By OBAKENG MAJE
4 April 2025- The Re Aga Taung Civic Organisation (RATCO) calls on the Minister of Sports, Arts and Culture, Gayton McKenzie to intervene regarding Taung Cultural Calabash event. The event that always takes place during a heritage month, September, it is now a shadow of itself.
The Chairperson of Re Aga Taung Civic Organisation (RATCO), Modisaotsile Lebitse said the event was scheduled to take place in March 2025, however, that never happened. Lebitse said they are now dejected as artist representatives.
“Immediately when you mention Taung Cultural Calabash, I feel dejected. The truth of the matter is that, we fighting a losing battle and we not going to win. We tried our level best to ensure that the North West Department of Arts, Sports, Culture and Recreation do things right, but we failed.
“I even wrote a letter to the Minister of Arts, Sports, Culture and Recreation, Gayton McKenzie, requesting for his intervention.
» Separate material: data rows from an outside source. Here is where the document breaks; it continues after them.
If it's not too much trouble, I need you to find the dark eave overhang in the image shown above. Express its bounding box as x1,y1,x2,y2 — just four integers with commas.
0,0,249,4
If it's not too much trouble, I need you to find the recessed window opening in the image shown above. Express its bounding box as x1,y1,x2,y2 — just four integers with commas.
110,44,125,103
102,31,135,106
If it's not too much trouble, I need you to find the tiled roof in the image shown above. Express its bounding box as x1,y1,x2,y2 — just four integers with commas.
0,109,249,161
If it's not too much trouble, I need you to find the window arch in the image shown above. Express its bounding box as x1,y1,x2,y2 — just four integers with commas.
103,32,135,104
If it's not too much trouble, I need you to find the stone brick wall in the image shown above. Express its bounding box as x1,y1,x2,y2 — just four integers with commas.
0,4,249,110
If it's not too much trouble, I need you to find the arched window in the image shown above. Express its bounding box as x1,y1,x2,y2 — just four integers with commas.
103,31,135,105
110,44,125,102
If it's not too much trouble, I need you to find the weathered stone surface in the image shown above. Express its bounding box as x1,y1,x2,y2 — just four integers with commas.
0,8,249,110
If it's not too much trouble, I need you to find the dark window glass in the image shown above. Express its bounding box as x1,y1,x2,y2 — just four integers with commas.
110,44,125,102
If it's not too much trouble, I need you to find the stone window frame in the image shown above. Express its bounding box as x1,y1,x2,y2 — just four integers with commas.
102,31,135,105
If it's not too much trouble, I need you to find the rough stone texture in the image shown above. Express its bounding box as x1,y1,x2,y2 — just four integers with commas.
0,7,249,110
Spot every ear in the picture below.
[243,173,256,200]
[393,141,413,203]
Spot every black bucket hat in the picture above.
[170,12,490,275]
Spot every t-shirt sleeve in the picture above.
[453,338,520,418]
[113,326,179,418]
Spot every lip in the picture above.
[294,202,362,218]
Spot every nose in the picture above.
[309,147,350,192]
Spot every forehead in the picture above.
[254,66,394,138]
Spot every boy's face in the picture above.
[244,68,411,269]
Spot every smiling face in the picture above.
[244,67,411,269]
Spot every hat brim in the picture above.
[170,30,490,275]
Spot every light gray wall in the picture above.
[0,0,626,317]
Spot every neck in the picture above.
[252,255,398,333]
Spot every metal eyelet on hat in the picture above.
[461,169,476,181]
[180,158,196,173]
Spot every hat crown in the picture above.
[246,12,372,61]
However, he has not responded yet. However, I am disappointed because he is the most vigorous Minister thus far,” he said.
Lebitse further said they will again try to communicate with McKenzie’s office and understand why he has not responded yet. He added that, they have also written to Afri-forum for assistance too.
“Afri-forum has also not responded, but we will make follow-ups. The issue of Taung Cultural Calabash event needs a probe. There are many issues in the Greater Taung area that need thorough investigations and we will go down to the wire.
“So, we going back to the drawing board and come up with better strategy on how to approach those issues. Taung Cultural Calabash is a shadow of itself as we speak,” said Lebitse.
One of the artists in North West, Thapelo Mokhutshoane said, in the heart of the North West province lies a growing frustration and a festering wound in the cultural and creative industries. Mokhutsoane alleged that, a staggering R4 million budget – allocated jointly by the North West Department of Arts, Culture, Sports and Recreation and the National Department of Arts and Culture – earmarked for the historically significant Taung Cultural Calabash Festival, has slipped into obscurity.
“The funds, instead of revitalizing the creative economy and preserving one of the province’s most important cultural heritage events, now sit idle on the brink of reversion to the National Treasury.
“With no event delivered, no clear accountability, and no viable contingency plan presented, the North West arts community is calling out the glaring injustice and failed leadership that threatens not only the province’s artists, but the very cultural memory of Taung itself,” he said.
Mokhutshoane said since its inception, Taung Cultural Calabash has served as a vibrant platform showcasing the diverse tapestry of South Africa’s indigenous arts, heritage, and cultural expressions. He said Taung Cultural Calabash is more than a festival as it is a legacy event, deeply rooted in the story of Taung – a site known internationally for the discovery of the Taung Child fossil, a symbol of human origins and African pride.
“The festival has always functioned as both a cultural cornerstone and an economic driver for local communities, providing artists with visibility, economic participation, and a vital sense of cultural agency.
“Yet in 2024, when the R4 million was set aside to breathe life back into this festival after years of inconsistent support, it became yet another statistic in the ledger of mismanagement and bureaucratic inertia,” said Mokhutshoane.
He said, initially postponed from late 2024 to March 2025, the festival now sits in limbo, having failed to materialize once more. Mokhutshoane said crucially, no substantive or valid reasons have been communicated to the affected stakeholders – the artists, vendors, communities, and cultural workers who have long sustained the festival through their creativity and labour.
“Where is the leadership from the Mmabana Arts, Culture and Sports Foundation, the very institution entrusted to steward this cultural institution?
“Where are the explanations from the provincial and national departments, who released these public funds? Most importantly, where is the strategic intervention from the custodians of the provincial creative sector?” he asked.
Mokhutshoane said if R4m allocation is returned to the National Treasury, the fund will join the ranks of unspent budgets that often indicate either administrative incompetence or systemic neglect. He said this is not merely about an event that failed to take place – it is about the erosion of trust, the systemic marginalization of artists in the province and a pattern of disempowerment that mirrors the broader crisis facing South Africa’s cultural sectors.
Meanwhile, the North West MEC for Arts, Sports, Culture and Recreation, Virginia Tlhapi said: “We are going to re-purpose the Taung Cultural Calabash event and we will have a consultative engagement with artists across the province and see how they benefit.”